DNA methylation in vulnerability to post-traumatic stress in rats: evidence for the role of the post-synaptic density protein Dlgap2.

Abstract Source:

Int J Neuropsychopharmacol. 2010 Apr;13(3):347-59. Epub 2009 Oct 1. PMID: 19793403

Abstract Author(s):

Yael Chertkow-Deutsher, Hagit Cohen, Ehud Klein, Dorit Ben-Shachar

Article Affiliation:

Research Laboratory of Psychobiology, Department of Psychiatry, Rambam Medical Center, Bruce Rappaport Faculty of Medicine, Technion IIT, Haifa, Israel.
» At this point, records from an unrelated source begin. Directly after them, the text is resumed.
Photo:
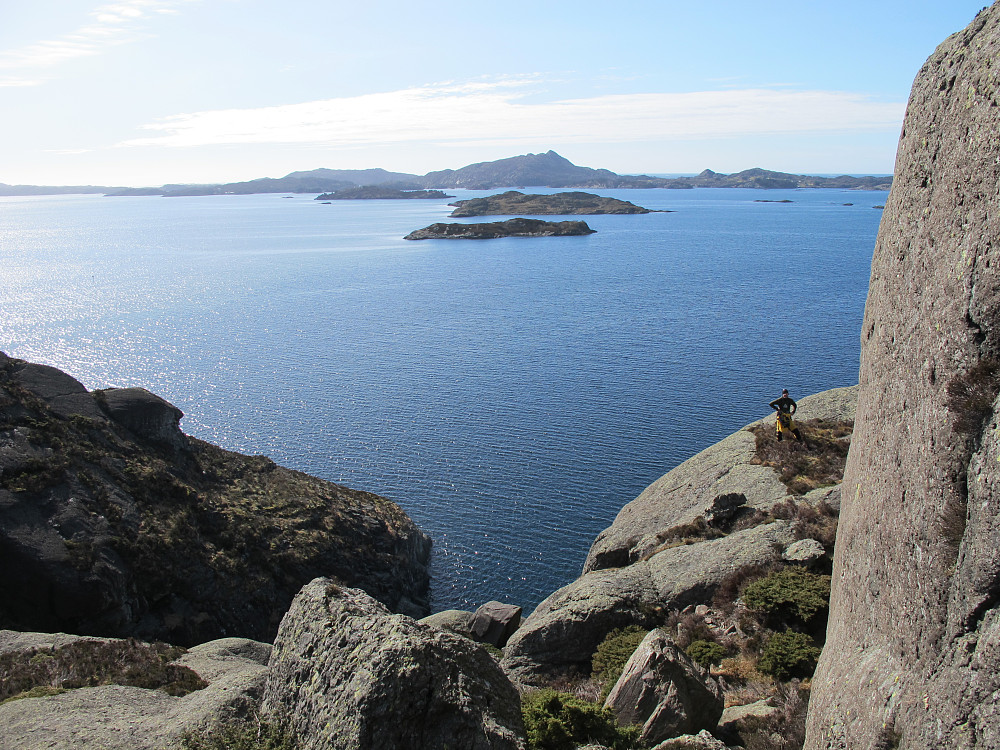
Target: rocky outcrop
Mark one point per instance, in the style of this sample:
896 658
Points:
514 203
722 479
115 717
144 413
492 230
664 692
349 674
113 522
563 632
673 546
912 657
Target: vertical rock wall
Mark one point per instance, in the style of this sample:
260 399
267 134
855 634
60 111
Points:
913 651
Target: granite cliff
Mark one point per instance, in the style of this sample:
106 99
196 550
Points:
913 650
115 523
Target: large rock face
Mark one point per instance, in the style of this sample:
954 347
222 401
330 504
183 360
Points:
113 522
665 692
350 675
912 658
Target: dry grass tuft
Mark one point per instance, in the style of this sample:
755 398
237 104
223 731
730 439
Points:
804 467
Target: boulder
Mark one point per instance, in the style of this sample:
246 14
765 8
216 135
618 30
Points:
349 674
495 623
665 692
115 717
564 630
145 414
912 656
708 486
733 716
805 551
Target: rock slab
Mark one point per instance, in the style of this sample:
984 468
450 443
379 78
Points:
350 675
665 692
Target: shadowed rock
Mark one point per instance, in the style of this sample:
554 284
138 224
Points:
495 623
112 522
351 675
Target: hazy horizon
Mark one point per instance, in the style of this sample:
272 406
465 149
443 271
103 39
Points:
150 92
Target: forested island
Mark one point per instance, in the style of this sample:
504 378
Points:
493 230
514 202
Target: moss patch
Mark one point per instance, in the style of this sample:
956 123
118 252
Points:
49 671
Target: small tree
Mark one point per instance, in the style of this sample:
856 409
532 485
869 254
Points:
791 593
787 655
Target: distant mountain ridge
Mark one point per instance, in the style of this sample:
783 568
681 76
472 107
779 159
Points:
535 170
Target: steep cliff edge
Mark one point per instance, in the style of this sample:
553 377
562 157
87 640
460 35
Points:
689 532
113 522
912 658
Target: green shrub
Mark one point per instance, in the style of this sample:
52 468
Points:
560 721
247 735
803 468
706 653
613 653
789 593
971 396
788 654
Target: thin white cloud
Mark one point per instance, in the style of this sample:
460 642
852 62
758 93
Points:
497 113
113 24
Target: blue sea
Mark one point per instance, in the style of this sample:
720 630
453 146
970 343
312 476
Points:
510 394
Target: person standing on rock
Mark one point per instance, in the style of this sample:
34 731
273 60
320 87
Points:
785 407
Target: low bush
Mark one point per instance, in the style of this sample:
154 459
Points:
787 655
784 730
613 653
789 594
706 653
559 721
247 735
809 521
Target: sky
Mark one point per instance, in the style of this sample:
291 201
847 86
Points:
148 92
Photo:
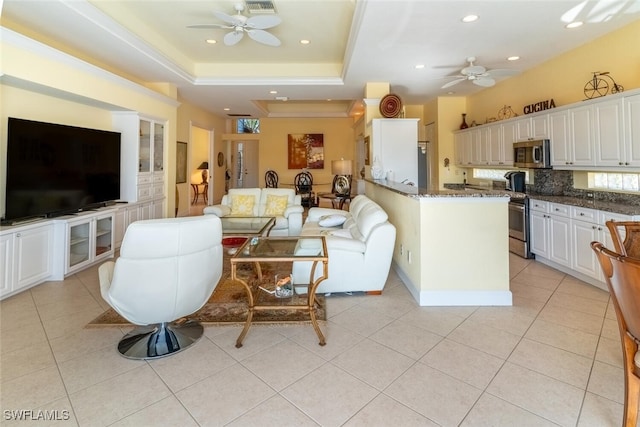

Post-traumatic stress disorder (PTSD) is unique among psychiatric disorders since there is an explicit requirement for the presence of a well-defined precipitating environmental event. This suggests the participation of adaptable molecular processes such as epigenetic modifications, including acetylation and methylation of histones and DNA methylation. In the present study we investigated whether changes in DNA methylation are associated with the effects of traumatic stressor, using a validated PTSD rat model. Screening of genomic DNA methylation patterns revealed that maladaptation to traumatic stress is associated with numerous changes in the methylation pattern of rat hippocampus. Of the differentially methylated genes revealed by this global screening, Disks Large-Associated Protein (Dlgap2) was of special interest, demonstrating an increase in a specific methylation site which was associated with a reduction in its gene expression in PTSD-like compared to non-PTSD-like rats. The association between the methylation rate and Dlgap2 expression was further substantiated by re-dividing the rats according to their methylation state. A significantly higher expression was observed in the non-methylated compared to methylated rats. In addition, taking all rats as one group revealed a significant correlation between their behavioural stress responses and Dlgap2 transcript levels. These results suggest that alterations in global methylation pattern are involved in behavioural adaptation to environmental stress and pinpoint Dlgap2 as a possible target in PTSD.